De même, ce que les Protestants appellent "christianisme du Nouveau Testament" est finalement une doctrine réactionnaire en ce qu'elle en vient à nier toute souplesse et toute vitalité dans la religion du Christ. Croire que l'on puisse revenir au christianisme des premiers chrétiens ne serait possible que si "par un miracle nous étions reportés à deux mille ans en arrière dans les conditions morales et sociales de la Palestine d'alors". Vouloir ne donner d'autre expression au christianisme que celle qu'on trouve dans les Synoptiques, dans saint Jean, même dans saint Paul c'est l'enchaîner : "Ç'a été une erreur puritaine - sans parler des autres sectes - de crier : Revenons à l'Évangile, rien que l'Évangile et la Bible".

En fait, ce que manifeste réellement le christianisme du Nouveau Testament c'est l'esprit de Jésus agissant dans sa pureté et sa force. Certes, le Nouveau Testament renferme son expression la plus pure, la plus vigoureuse, mais il n'en est pas l'expression complète : "il faudra attendre que la dernière page de son histoire soit écrite". Ce que l'Esprit du Christ a pris en le transformant aux philosophies, aux croyances, aux traditions, aux institutions est considérable et n'est pas achevé. L'histoire de l'Église nous montre la vitalité de cet esprit. C'est pourquoi c'est une erreur plus grave de parler d'un "christianisme pur et simple". On ne peut en effet séparer l'Esprit de son activité. Il faut considérer "cet esprit en mouvement et à l'œuvre et ne pas regarder ce qui a été fait comme un modèle immuable, un portrait à copier" 2250 .

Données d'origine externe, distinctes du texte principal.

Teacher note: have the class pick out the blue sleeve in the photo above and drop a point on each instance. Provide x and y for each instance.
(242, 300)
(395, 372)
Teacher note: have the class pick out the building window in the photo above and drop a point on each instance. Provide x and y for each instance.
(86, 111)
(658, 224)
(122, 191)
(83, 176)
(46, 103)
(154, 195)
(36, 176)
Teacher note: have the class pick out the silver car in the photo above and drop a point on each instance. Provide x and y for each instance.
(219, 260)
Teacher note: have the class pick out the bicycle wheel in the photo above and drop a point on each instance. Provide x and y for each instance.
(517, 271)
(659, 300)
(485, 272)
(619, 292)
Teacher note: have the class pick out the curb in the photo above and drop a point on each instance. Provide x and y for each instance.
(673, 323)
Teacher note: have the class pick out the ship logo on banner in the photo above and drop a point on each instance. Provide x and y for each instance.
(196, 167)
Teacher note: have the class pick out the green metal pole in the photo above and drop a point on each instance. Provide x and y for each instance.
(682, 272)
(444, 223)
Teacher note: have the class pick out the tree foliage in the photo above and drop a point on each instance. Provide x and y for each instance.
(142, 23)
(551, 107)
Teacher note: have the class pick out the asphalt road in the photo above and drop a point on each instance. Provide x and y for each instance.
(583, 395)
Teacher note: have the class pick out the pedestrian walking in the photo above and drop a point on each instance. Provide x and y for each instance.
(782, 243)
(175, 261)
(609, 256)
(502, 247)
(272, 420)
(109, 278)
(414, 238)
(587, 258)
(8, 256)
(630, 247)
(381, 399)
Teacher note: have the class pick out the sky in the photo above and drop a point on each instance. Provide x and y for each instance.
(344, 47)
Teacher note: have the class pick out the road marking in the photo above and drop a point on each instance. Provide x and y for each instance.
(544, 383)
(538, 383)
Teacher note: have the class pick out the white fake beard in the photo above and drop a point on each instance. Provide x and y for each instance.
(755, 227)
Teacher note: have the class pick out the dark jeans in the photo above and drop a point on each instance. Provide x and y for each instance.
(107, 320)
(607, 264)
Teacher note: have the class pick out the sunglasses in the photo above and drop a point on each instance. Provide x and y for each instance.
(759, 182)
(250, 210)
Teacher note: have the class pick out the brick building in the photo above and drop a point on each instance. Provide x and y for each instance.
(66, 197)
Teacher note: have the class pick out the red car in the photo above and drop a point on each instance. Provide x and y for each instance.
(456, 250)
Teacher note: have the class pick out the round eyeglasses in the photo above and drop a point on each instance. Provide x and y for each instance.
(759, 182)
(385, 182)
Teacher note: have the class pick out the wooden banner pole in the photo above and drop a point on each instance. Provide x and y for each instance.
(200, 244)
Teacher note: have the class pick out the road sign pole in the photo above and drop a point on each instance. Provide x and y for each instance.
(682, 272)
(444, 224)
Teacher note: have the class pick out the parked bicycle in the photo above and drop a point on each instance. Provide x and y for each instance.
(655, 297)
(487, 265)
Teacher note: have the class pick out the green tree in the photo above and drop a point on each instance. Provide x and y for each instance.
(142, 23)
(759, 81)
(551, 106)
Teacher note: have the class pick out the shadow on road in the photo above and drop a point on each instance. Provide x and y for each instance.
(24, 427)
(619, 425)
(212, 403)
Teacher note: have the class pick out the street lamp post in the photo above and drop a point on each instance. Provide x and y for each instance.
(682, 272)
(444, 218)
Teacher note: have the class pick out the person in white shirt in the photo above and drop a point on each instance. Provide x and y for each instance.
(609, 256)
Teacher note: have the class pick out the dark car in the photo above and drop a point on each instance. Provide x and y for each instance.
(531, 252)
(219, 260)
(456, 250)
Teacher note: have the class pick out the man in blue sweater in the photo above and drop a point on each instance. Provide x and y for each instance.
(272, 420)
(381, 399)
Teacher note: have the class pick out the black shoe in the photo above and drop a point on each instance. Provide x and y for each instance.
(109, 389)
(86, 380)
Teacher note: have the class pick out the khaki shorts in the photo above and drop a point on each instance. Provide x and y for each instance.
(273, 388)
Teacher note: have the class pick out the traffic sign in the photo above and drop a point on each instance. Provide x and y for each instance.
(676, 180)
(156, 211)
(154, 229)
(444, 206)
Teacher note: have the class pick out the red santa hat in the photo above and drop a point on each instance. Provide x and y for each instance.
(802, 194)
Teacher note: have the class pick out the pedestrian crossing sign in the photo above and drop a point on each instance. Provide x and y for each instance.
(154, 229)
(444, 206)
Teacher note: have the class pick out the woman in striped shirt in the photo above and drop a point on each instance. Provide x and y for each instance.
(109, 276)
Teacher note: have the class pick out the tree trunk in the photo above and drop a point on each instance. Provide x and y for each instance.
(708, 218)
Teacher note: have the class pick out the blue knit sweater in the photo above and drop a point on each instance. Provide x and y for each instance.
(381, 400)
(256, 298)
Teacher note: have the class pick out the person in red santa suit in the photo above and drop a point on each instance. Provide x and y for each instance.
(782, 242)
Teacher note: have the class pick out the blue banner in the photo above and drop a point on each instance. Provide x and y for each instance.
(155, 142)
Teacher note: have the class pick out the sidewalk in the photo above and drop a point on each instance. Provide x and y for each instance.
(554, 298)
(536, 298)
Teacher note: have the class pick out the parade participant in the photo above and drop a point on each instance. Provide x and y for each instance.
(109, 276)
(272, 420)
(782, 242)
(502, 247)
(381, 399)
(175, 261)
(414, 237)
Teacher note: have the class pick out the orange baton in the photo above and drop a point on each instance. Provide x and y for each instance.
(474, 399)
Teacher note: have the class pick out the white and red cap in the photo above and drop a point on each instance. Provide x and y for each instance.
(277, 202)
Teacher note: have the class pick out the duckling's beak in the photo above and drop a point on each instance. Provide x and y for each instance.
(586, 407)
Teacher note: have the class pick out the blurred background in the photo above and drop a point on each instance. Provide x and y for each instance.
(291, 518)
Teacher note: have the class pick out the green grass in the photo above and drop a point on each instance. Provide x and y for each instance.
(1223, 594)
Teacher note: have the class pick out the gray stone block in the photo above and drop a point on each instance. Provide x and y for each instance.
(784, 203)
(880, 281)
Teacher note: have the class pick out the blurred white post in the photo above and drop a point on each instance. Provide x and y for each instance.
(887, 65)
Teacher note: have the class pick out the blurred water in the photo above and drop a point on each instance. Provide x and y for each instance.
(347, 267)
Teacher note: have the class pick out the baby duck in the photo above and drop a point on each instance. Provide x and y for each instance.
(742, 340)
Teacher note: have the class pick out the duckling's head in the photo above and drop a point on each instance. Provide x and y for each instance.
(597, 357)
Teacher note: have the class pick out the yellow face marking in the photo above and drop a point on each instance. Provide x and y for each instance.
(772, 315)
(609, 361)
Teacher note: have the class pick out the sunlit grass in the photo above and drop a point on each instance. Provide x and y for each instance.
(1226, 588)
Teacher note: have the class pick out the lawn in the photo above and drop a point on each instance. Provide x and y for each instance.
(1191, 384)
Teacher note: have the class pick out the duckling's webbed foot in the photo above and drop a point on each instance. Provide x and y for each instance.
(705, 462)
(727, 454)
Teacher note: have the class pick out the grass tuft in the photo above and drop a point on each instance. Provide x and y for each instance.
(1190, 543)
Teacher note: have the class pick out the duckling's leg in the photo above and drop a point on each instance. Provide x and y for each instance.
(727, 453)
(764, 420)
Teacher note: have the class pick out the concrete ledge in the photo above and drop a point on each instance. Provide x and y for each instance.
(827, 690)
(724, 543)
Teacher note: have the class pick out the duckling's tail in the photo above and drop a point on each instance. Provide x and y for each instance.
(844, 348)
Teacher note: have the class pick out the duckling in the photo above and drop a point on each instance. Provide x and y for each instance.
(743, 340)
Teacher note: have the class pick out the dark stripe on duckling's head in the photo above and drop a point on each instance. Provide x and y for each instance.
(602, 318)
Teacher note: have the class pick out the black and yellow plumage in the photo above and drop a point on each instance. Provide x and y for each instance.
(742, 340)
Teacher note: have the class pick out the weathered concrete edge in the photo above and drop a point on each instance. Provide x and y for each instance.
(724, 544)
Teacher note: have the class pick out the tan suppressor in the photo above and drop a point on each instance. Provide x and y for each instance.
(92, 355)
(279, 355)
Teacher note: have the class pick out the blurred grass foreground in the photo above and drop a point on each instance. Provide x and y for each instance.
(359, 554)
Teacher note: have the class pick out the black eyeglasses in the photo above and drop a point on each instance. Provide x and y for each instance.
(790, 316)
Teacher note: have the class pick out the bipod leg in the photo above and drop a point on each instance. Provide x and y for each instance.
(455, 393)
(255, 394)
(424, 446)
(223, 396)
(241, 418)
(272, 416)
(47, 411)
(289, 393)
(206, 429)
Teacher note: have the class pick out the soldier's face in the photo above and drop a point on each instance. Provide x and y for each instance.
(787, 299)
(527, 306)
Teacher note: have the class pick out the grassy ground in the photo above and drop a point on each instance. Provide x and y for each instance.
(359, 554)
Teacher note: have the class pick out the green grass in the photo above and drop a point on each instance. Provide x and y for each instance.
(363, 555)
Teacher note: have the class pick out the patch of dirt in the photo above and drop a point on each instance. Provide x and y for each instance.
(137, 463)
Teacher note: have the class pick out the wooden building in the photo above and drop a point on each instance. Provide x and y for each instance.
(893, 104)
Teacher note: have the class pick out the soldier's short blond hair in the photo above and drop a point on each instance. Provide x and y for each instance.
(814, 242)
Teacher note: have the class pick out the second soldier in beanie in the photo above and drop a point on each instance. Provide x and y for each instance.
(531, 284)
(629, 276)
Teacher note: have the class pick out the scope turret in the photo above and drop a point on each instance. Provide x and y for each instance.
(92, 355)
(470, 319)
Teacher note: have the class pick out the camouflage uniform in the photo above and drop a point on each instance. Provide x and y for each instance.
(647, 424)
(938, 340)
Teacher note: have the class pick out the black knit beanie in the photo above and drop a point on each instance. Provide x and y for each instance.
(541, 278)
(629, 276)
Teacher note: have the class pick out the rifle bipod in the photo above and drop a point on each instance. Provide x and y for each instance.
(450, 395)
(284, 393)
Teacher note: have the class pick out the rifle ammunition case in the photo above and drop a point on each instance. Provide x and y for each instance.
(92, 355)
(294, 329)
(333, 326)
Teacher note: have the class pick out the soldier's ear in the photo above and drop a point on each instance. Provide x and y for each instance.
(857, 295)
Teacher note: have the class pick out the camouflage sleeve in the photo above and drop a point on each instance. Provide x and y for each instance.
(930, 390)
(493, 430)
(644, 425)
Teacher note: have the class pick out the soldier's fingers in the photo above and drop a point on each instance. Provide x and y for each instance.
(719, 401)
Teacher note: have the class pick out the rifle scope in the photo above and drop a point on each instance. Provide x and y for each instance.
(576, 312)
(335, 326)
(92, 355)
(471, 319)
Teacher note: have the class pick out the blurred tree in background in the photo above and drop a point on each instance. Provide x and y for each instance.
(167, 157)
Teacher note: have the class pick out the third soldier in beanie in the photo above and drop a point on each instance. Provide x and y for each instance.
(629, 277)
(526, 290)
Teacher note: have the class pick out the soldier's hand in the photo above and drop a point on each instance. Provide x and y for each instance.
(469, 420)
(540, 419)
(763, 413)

L'abbé Wehrlé n'a donc pas tort de considérer que la conception que Mgr Mignot se fait de la Tradition diffère sensiblement de celle de la théologie classique qui, depuis le concile de Trente, considérait que la Tradition doublait en quelque sorte l'Écriture, Tradition et Écriture étant deux modes différents de transmission des mêmes contenus. Mgr Mignot se méfiait du mot tradition à cause de son ambiguïté : "Le mot tradition est vague. Les données historiques qu'elle nous présente sont sujettes à caution. […] L'imagination, la pieuse crédulité, l'absence de critique ont fait leur œuvre" 2251 . Il préférait utiliser l'expression "l'enseignement de l'Église",plutôt que le mot Tradition parce qu'il estime que "ce dernier est souvent pris à contre sens. […] La doctrine de l'Église ne s'identifie pas nécessairement avec telle tradition même très respectable, tel système enseigné dans les écoles théologiques" 2252 . La doctrine de l'Église est une tradition avant d'être une théologie parce qu'elle est "l'épanouissement de la révélation" 2253 . Ainsi Bossuet "qu'on représente volontiers comme l'homme de la Tradition […], est en réalité l'homme de la théologie de son temps, l'homme de la Sorbonne. […] La tradition telle qu'il l'entendait était à ses yeux un bloc sacré auquel on ne pouvait toucher sans profanation. Elle était tabou" 2254 .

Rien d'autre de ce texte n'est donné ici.